数据集的详细信息可参考论文:The Open Images Dataset V4: Unified image classification, object detection, and visual relationship detection at scale
接下来正文开始,介绍一下如何制作可在darknet中训练的自定义数据集。
项目地址:https://github.com/theAIGuysCode/OIDv4_ToolKit ,将项目克隆到本地。
打开: ~/OIDv4_ToolKit-master
,执行指令:pip install -r requirements.txt
搜索对应的类别,下面以Balloon,Airplane和Bell pepper为例。

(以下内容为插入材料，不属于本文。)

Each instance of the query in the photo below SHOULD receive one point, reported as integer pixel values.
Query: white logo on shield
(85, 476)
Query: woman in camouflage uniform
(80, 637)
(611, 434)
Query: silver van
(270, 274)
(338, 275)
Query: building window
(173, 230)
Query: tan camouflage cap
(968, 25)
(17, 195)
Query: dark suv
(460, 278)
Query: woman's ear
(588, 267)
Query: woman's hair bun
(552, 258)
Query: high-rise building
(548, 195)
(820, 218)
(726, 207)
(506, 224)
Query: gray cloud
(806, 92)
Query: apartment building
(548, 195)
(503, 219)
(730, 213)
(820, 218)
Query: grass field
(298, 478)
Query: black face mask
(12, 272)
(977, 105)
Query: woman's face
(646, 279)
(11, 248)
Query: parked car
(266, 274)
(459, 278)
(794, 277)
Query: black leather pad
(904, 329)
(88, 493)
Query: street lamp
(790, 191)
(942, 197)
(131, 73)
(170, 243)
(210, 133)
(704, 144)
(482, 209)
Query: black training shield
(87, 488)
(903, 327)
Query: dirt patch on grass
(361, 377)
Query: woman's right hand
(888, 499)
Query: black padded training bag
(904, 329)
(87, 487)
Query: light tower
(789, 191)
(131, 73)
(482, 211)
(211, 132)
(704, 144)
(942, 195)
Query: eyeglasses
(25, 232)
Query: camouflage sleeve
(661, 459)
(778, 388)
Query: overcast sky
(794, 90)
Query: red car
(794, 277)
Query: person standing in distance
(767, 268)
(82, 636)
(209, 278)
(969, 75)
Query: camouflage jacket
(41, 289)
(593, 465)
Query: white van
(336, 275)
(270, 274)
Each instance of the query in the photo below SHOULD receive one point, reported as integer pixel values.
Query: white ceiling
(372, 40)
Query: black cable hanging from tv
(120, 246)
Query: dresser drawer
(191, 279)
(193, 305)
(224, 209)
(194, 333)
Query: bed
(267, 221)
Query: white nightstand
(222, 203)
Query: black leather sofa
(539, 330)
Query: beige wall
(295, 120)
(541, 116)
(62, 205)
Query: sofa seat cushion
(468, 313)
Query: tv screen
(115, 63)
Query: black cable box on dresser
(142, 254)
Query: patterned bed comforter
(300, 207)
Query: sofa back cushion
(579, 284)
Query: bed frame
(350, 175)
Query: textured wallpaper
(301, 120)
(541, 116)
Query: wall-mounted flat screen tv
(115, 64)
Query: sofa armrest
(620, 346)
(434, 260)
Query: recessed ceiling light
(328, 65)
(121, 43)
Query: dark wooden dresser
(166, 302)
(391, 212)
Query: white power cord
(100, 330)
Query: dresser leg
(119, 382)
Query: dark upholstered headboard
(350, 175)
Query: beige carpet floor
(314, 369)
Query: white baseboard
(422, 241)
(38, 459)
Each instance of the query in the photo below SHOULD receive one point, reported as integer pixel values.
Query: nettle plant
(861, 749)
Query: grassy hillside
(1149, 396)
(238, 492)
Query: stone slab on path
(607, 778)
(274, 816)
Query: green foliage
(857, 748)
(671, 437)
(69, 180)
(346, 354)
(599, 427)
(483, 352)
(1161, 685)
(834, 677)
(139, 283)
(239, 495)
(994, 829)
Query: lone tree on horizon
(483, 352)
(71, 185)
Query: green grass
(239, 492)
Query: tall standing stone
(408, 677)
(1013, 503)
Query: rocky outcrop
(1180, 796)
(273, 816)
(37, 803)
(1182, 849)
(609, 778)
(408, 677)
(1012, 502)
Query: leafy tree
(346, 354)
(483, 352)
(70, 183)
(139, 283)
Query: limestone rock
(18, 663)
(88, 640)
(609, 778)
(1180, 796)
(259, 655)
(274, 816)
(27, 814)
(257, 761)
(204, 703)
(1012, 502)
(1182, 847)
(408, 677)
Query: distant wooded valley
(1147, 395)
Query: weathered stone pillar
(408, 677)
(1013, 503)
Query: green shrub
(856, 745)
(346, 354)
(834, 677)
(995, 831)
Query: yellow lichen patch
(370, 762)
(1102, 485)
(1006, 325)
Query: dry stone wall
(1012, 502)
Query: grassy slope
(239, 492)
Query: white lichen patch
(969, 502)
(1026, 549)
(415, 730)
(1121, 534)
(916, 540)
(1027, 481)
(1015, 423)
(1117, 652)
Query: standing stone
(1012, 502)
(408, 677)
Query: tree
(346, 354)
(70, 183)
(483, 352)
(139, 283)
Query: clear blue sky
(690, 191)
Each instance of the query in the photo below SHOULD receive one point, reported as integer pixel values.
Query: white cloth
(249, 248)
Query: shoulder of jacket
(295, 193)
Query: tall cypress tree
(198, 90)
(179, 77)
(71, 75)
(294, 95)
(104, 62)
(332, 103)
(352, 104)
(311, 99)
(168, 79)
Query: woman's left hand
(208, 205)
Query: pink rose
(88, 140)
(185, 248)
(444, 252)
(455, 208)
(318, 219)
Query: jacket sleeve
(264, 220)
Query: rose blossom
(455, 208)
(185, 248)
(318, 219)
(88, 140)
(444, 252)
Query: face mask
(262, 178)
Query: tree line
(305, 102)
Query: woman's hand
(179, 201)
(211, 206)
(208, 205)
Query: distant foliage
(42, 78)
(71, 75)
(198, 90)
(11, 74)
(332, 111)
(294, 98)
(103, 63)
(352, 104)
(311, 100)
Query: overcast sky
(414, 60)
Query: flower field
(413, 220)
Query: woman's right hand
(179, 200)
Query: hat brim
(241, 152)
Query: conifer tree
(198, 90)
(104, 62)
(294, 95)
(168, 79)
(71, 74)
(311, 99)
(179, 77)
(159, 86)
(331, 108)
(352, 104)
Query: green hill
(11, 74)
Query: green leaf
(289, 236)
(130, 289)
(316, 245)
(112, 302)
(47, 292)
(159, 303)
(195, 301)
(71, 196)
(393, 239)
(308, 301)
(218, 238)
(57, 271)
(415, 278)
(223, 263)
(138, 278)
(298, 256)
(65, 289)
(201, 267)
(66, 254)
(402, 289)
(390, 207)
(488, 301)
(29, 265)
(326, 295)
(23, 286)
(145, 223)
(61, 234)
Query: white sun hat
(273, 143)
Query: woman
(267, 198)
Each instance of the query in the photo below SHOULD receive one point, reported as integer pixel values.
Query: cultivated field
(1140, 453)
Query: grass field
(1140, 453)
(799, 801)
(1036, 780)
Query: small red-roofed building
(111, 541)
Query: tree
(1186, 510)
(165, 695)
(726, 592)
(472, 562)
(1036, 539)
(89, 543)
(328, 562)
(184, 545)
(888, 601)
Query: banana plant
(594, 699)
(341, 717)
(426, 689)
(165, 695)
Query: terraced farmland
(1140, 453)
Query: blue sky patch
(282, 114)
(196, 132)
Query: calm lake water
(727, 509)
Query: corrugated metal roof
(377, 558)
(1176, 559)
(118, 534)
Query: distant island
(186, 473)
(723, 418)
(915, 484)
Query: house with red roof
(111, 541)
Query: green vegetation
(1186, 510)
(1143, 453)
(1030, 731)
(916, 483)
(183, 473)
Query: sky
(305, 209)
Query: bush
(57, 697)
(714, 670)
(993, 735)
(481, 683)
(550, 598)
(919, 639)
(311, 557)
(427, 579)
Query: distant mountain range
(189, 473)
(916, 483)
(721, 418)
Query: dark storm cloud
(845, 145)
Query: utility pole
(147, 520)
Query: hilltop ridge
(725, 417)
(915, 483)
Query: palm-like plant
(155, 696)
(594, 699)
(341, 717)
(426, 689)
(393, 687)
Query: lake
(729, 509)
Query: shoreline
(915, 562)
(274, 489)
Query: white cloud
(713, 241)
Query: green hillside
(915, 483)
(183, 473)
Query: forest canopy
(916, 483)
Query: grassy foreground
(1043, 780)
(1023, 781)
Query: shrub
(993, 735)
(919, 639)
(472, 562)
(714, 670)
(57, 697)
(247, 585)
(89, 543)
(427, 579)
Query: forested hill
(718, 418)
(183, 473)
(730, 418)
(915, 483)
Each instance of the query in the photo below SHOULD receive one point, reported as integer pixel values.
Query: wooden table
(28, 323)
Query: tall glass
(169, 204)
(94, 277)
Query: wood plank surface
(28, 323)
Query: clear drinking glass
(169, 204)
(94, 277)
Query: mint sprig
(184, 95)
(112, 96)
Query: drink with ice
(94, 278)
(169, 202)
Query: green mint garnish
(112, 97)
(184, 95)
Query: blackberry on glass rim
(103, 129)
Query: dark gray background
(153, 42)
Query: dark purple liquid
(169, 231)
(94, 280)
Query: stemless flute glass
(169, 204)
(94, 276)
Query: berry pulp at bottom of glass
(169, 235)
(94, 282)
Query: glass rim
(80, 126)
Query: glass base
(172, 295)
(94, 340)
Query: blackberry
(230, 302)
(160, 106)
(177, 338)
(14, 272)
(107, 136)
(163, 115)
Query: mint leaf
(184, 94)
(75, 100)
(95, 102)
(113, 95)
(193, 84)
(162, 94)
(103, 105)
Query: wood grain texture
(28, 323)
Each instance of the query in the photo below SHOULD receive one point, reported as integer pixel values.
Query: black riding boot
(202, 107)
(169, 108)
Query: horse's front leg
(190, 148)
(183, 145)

若下载两个类别的数据,如Balloon,Airplane(各400张),执行指令
python main.py downloader --classes Balloon Airplane --type_csv train --limit 400
注1:若某类别有两个单词,中间的空格用下划线_
来代替。
如Bell pepper:python main.py downloader --classes Bell_pepper --type_csv train --limit 400
注2:运行上述指令之后,需要耐心等待一段时间才会开始下载。
注3:执行命令python3 main.py -h
可查看帮助指令。
注4:执行指令python main.py downloader --classes Aircraft Weapon --type_csv test --limit 100 --multiclasses 1
可将多个类别一个文件夹
下载界面:
python main.py downloader --classes Balloon Airplane --type_csv train --limit 400
___ _____ ______ _ _
.' `.|_ _||_ _ `. | | | |
/ .-. \ | | | | `. \ _ __ | |__| |_
| | | | | | | | | |[ \ [ ]|____ _|
\ `-' /_| |_ _| |_.' / \ \/ / _| |_
`.___.'|_____||______.' \__/ |_____|
_____ _ _
(____ \ | | | |
_ \ \ ___ _ _ _ ____ | | ___ ____ _ | | ____ ____
| | | / _ \| | | | _ \| |/ _ \ / _ |/ || |/ _ )/ ___)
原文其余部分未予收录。